Integration of Photodefinable Polybenzoxazole as Intermetal Dielectric for GaAs HBT Technology

Polybenzoxazole (PBO) is a polymer dielectric that has excellent mechanical, physical, and electrical characteristics and that is used for various semiconductor thin film applications.  The PBO has low dielectric constant, and has good thermal stability and thermo-oxidative resistance.  Furthermore, the PBO material can be applied by spin-coating and can be cured at temperature of <300^oC, which is significantly lower than many other spin-on dielectric materials.  These characteristics make PBO suitable for use in many semiconductor technologies and applications that require the processing temperatures not to exceed 300^oC, such as GaAs hetero-junction bipolar transistor (HBT) technology.
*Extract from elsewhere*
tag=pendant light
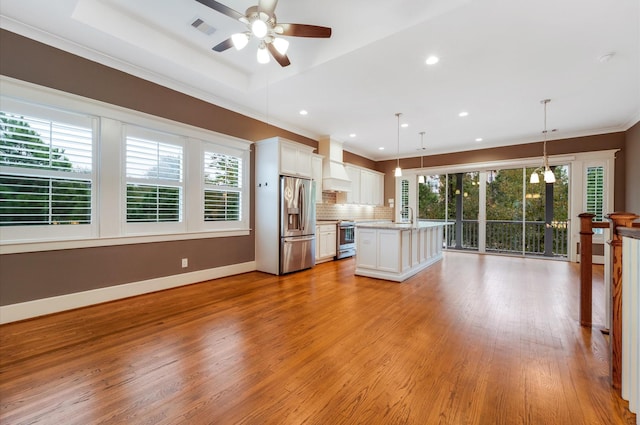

The PBO material is easily processed, and can be made photodefinable by adding photoactive compounds, and therefore be patterned on semiconductor wafers.  By using a photodefinable PBO dielectric material, there will not be any need to perform patterning by dry-etch process steps that are typically performed in GaAs technologies.

In this study, photodefinable PBO has been integrated as intermetal dielectric in GaAs HBT technology.  Process module optimization and integration studies were performed and the PBO results and process flow were compared to those of dry-etch polyimide, which is typically used as intermetal dielectric in GaAs technology.  The photodefinable PBO is shown to allow the intermetal dielectric process flow to be simplified and the number of processes and equipments to be reduced.  Results show that PBO has more planarity than polyimide, when coated on GaAs HBT wafers, which typically have significant topography.  The PBO photolithography coat, expose, and develop processes were optimized in order to obtain the desired dielectric thickness and the required via dimension and sidewall profile, in addition to removing the PBO from the die street.  The PBO thermal curing process was performed at 300^oC, while ashing was performed to remove any PBO residue in the vias and streets.  Figure 1 shows the FIB/SEM images of GaAs wafer after deposition of Metal 1 and coated with photodefinable, after via expose and develop, after cure, and after ash.  Figure 2 shows the GaAs HBT wafer with (a) dry-etch polyimide and (b) photodefinable PBO used as intermetal dielectric.  These results show that the photodefinable PBO film is compatible with, is suitable for, and can be integrated as intermetal dielectric in GaAs HBT technology.